Editorial ACN / El pasado martes 7 de junio, El titular de la Comisión Federal para la Protección contra Riesgos Sanitarios -Cofepris- Alejandro Svarch Pérez, anunció que en esa dependencia existía una red impresionante de corrupción favoreciendo a empresas para crear condiciones y reglas que favorecían a sus intereses. Según el funcionario, en dos décadas hubo corrupción a los que llamó, de manera siniestra que recuerda los círculos de la Divina Comedia, los sótanos de corrupción.
El primer sótano era el manejo discrecional de solicitudes de autorización de las empresas mediante extorsiones a los peticionarios, El primero era el manejo discrecional de las solicitudes de las empresas: “El que paga, manda” con la consecuente creación de monopolios artificiales de la industria farmacéutica.
El segundo, la vigilancia a través de una red de extorsionadores dedicados a hacer presión a las empresas con el el pago de moches, bajo pretexto de que si no le entraban, los negocios serían clausurados de forma inminente.
Y el tercero, la operación directa de la corrupción, el último círculo del infierno, el más oscuro y podrido con las reuniones entre los operadores corruptos y los funcionarios protegidos por la impunidad.
Svarch aseveró que tales sótanos fueron intervenidos por el personal de la Marina Armada. Ya desde el 21 de octubre de 2021, el secretario de Salud anunció en comparecencia ante senadores que los elementos navales habían ocupado desde septiembre la Cofepris debido a que los permisos de importación de precursores químicos “se daban de forma discrecional, había corrupción y fue necesario remover funcionarios”. Desde entonces, la dirección ejecutiva de Regulación de Estupefacientes, Psicotrópicos y Sustancias Químicas fue encabezada por una teniente de fragata.
Si bien el desmantelamiento de redes de corrupción debe reconocerse, aún no se conoce con fundamento legal y precisión formal del porqué la Marina ha intervenido en una institución eminentemente civil. No fue ni la Guardia Nacional o alguna entidad especializada de la Función Pública las que, conforme a la normatividad de la Administración Pública, pudieron actuar en consecuencia y conforme a sus facultades legales y constitucionales.
En la actual administración, las entidades militares han ocupado actividades que les corresponden a los civiles.

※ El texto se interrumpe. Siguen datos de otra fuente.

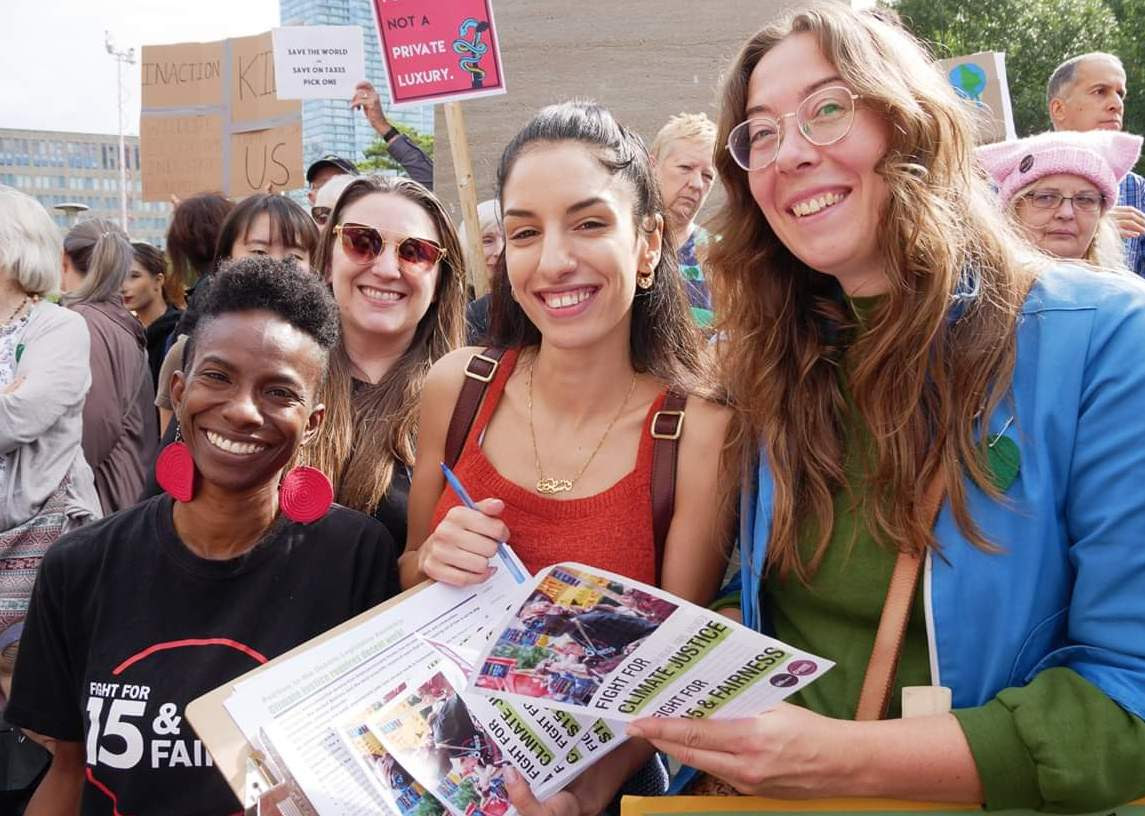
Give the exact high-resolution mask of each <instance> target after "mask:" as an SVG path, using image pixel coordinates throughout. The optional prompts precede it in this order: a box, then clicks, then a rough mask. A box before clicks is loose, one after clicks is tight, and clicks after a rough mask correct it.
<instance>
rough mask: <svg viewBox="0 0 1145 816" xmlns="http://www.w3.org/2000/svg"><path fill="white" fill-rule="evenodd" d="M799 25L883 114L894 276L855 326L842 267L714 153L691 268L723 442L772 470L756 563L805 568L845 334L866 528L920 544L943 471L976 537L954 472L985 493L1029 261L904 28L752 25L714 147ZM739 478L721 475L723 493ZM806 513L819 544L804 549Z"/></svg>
mask: <svg viewBox="0 0 1145 816" xmlns="http://www.w3.org/2000/svg"><path fill="white" fill-rule="evenodd" d="M803 32H807V33H810V34H812V35H813V37H814V39H815V40H816V41H818V45H819V48H820V49H821V52H822V54H823V55H824V57H826V58H827V60H828V62H830V63H831V64H832V65H834V66H835V68H836V70H837V71H838V73H839V76H840V77H842V78H843V79H844V81H845V82H846V84H847V85H848V86H850V87H851V88H852V90H853V92H854V93H856V94H859V95H860V96H861V97H862V98H861V102H860V104H861V105H867V106H868V108H871V109H874V110H875V111H876V112H877V113H878V116H879V118H881V119H882V120H883V121H884V124H885V127H886V130H887V140H889V149H887V152H886V155H885V156H884V157H883V159H882V160H881V163H879V165H878V167H877V168H876V169H877V172H878V173H879V175H881V176H882V177H883V179H884V180H885V182H886V184H887V187H889V189H890V195H889V200H887V203H886V206H885V211H884V212H883V213H882V217H881V223H882V224H885V227H884V229H883V231H882V233H881V235H879V238H878V246H879V249H881V253H882V255H883V258H884V259H885V262H886V275H887V278H889V282H890V291H889V294H887V296H886V298H885V299H884V301H883V302H882V303H881V304H879V306H878V308H877V309H876V311H875V314H874V316H872V317H870V318H869V319H868V320H866V322H864V326H863V330H862V331H861V332H858V331H856V326H855V325H854V319H853V318H852V317H851V316H850V310H848V309H847V308H846V304H845V302H844V299H843V293H842V290H840V287H839V284H838V282H837V280H836V279H835V278H834V277H830V276H827V275H822V274H820V272H816V271H815V270H813V269H811V268H810V267H807V266H806V264H804V263H803V262H802V261H799V260H798V259H797V258H796V256H795V255H793V254H791V252H790V251H789V249H788V248H787V247H785V246H784V245H783V244H782V243H781V241H780V239H779V238H777V237H776V236H775V233H774V232H773V231H772V229H771V228H769V227H768V224H767V221H766V220H765V219H764V215H763V213H761V212H760V208H759V206H758V205H757V204H756V201H755V200H753V199H752V196H751V191H750V190H749V187H748V174H747V173H745V172H744V171H742V169H741V168H740V167H739V166H736V165H735V164H734V161H733V159H732V157H731V155H729V152H728V151H726V150H718V151H717V157H716V165H717V168H718V172H719V175H720V177H721V179H722V180H724V184H725V188H726V190H727V200H726V204H725V205H724V207H722V208H721V211H720V212H719V213H718V215H717V217H716V222H714V225H713V231H716V232H717V233H719V235H720V236H721V240H719V241H714V243H713V244H712V245H711V247H710V248H709V254H708V263H706V266H705V268H704V269H705V271H708V270H709V269H710V270H711V272H712V277H713V288H714V290H716V303H717V307H716V315H717V317H718V318H719V330H720V332H721V336H722V338H724V341H722V342H721V343H720V363H721V377H722V380H724V383H725V386H726V387H727V388H728V390H729V396H731V398H732V401H733V405H734V407H735V409H736V414H737V417H736V422H735V426H736V427H735V430H734V433H733V438H734V442H733V444H737V445H739V446H740V449H741V453H742V454H745V455H752V454H753V453H755V452H756V451H757V450H759V449H760V447H761V449H763V451H764V453H765V454H766V457H767V459H768V465H769V468H771V470H772V474H773V476H774V482H775V490H774V508H773V515H772V523H771V539H769V542H768V569H777V570H779V572H780V575H783V576H787V575H790V573H792V572H793V573H795V575H796V576H797V577H798V578H799V579H800V580H807V579H808V578H810V577H811V575H813V573H814V571H815V569H816V568H818V565H819V562H820V560H821V558H822V556H823V553H824V550H826V547H827V544H828V541H829V540H830V536H831V530H832V528H834V524H835V518H834V508H832V497H834V494H835V493H836V492H838V491H839V490H840V489H843V488H844V485H845V483H846V480H845V475H844V469H843V460H844V445H843V439H844V431H845V423H846V419H845V418H846V403H845V398H844V394H843V389H842V387H840V385H839V366H840V364H842V357H843V346H844V344H845V341H846V338H848V336H850V335H854V340H853V342H851V344H850V350H848V354H847V358H848V361H850V362H851V364H852V365H851V366H850V367H848V370H847V377H848V383H850V389H851V393H852V394H853V398H854V405H855V409H856V410H858V412H859V414H860V417H861V418H862V421H863V423H864V425H866V426H867V428H868V429H869V431H870V435H871V450H870V452H869V454H868V458H867V470H866V475H867V478H866V484H867V485H869V488H868V490H867V491H866V493H867V494H866V498H864V505H863V506H862V507H861V508H860V509H861V513H862V515H863V517H866V518H868V520H869V522H868V523H869V529H870V530H871V532H872V534H875V536H876V538H878V539H879V540H882V541H883V542H884V544H886V545H889V546H892V547H897V548H902V549H908V548H916V549H917V548H919V547H933V546H934V540H933V537H932V534H931V531H930V520H929V518H927V517H925V515H924V512H923V509H922V507H921V504H922V494H923V491H924V490H925V488H926V485H927V483H929V482H930V480H931V477H932V476H933V475H934V474H935V473H938V472H939V469H941V470H942V472H943V474H945V477H946V483H947V489H948V496H949V498H950V501H951V504H953V507H954V514H955V520H956V521H957V524H958V526H960V529H961V530H962V531H963V533H964V534H965V536H966V537H968V538H969V539H970V540H971V541H972V542H973V544H974V545H977V546H979V547H984V548H989V547H990V544H989V542H988V541H986V540H985V538H984V537H982V534H981V532H980V531H979V529H978V526H977V525H976V524H974V521H973V520H972V518H971V517H970V514H969V512H968V508H966V491H965V488H964V484H963V474H964V473H969V475H970V477H971V478H972V480H973V482H974V483H976V484H977V485H979V486H980V488H981V489H984V490H985V491H987V492H988V493H989V494H990V496H993V497H995V498H998V491H997V490H996V489H995V488H994V486H993V484H992V483H990V480H989V477H988V474H987V470H986V467H985V444H986V442H985V439H984V438H982V436H985V434H982V433H981V431H982V430H984V426H985V423H986V419H985V418H988V417H989V415H990V412H992V410H993V409H994V407H995V406H997V404H998V403H1000V402H1001V401H1002V399H1003V397H1004V395H1005V393H1006V390H1008V388H1009V385H1010V377H1011V373H1012V369H1013V361H1014V354H1016V339H1014V327H1016V324H1017V320H1018V315H1019V311H1020V308H1021V303H1022V301H1024V299H1025V296H1026V293H1027V291H1028V287H1029V284H1031V282H1032V279H1033V270H1034V262H1033V260H1031V259H1027V258H1026V256H1024V255H1022V256H1019V255H1018V254H1017V252H1018V251H1014V249H1011V248H1009V247H1019V251H1020V247H1024V246H1026V244H1025V241H1024V240H1022V239H1020V238H1018V237H1017V235H1016V233H1014V232H1013V230H1012V229H1011V228H1010V227H1009V225H1008V223H1006V221H1005V219H1004V217H1003V216H1002V215H1001V213H998V211H997V206H996V204H995V203H994V200H993V198H992V193H990V190H989V188H988V185H987V183H986V177H985V174H984V173H982V172H981V171H980V169H979V168H978V166H977V165H976V163H974V159H973V155H972V149H973V133H974V125H973V122H972V121H971V119H970V114H969V111H968V110H966V109H965V108H964V105H963V103H961V102H960V101H958V100H957V98H956V97H955V95H954V93H953V92H951V89H950V87H949V85H948V84H947V81H946V80H945V78H943V77H942V76H941V74H940V73H939V72H938V71H937V70H935V69H934V66H933V63H932V61H931V58H930V57H929V56H927V55H926V53H925V52H924V50H923V49H922V47H921V46H919V45H918V43H917V42H916V41H915V40H914V38H911V37H910V35H909V34H907V33H906V32H905V31H902V30H901V29H900V27H898V26H897V25H894V24H892V23H890V22H887V21H886V19H884V18H883V17H879V16H878V15H877V14H871V13H856V11H852V10H851V9H848V8H846V7H844V6H843V5H837V3H831V5H822V6H816V7H813V8H811V9H807V10H800V11H796V13H791V14H789V15H788V16H785V17H784V18H783V19H781V21H780V22H777V23H775V24H773V25H769V26H767V27H766V29H764V30H763V31H760V32H759V33H757V34H756V35H755V37H752V38H751V39H750V40H749V41H748V43H747V45H745V46H744V47H743V49H742V50H741V52H740V54H739V56H737V58H736V60H735V62H734V64H733V66H732V69H731V70H729V71H728V73H727V74H726V78H725V80H724V86H722V92H721V94H722V100H721V112H720V120H719V142H718V143H719V144H724V143H726V142H727V137H728V133H729V132H731V130H732V128H733V127H735V126H736V125H737V124H740V121H742V119H743V117H744V111H745V108H747V92H748V82H749V79H750V77H751V72H752V70H753V69H755V68H756V65H757V64H758V63H759V61H760V58H761V57H763V56H764V55H765V54H767V52H768V50H771V49H772V48H773V47H774V46H775V45H777V43H779V42H780V41H781V40H783V39H784V38H785V37H788V35H790V34H795V33H803ZM764 172H767V171H764ZM739 477H740V474H732V473H725V496H728V494H731V493H732V492H733V491H734V485H735V484H736V482H737V480H739ZM805 525H806V529H807V531H808V532H813V533H814V541H815V547H814V553H813V555H812V557H811V558H810V560H806V561H805V560H804V557H802V556H800V553H799V548H798V540H799V534H800V530H802V529H803V528H804V526H805Z"/></svg>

Sean administrativas o de seguridad, de control y tránsito marítimo o controlando campañas de vacunación, para administrar hospitales, construir aeropuertos o manejar empresas de infraestructura de transportes, desde la época de los años 40, cuando el sector militar tenía un poder sin comparación, no se había visto la asunción de las fuerzas armadas de tal forma en tareas de competencia civil.
Sin duda, esto es motivo de preocupación. Mientras la seguridad pública se deteriora y el presidente de la República da palmaditas a los grupos delincuenciales, las fuerzas armadas toman el poder de una sociedad estimada de democrática. Todos son corruptos, menos esas instituciones que ya están más allá de sus facultades constitucionales, incluso con el poder para liberar a altos mandos que en otros países habían sido detenidos por sospechosos nexos con el crimen.
En 2009, los obispos de México señalaron elocuente énfasis que la presencia de las fuerzas armadas en las calles fuera transitoria y no se “eternizara”. Y puntualizaron: la presencia de los militares debe darse mientras se crea una policía «profesional y honesta que recupere la confianza del pueblo… y no se eternice en una labor que le compete a la policía”, decían hace más de una década.
Ese llamado fue casi profético. Este gobierno había hecho una promesa de regresar a los castrenses a sus cuarteles. No fue así y han mentido a su electorado. La militarización tiene muchos riesgos y pocos beneficios. Se está fraguando un “golpe de Estado” de terciopelo, consentido y consumado, que daría al Estado mexicano una identidad militarista que nadie quiere de regreso.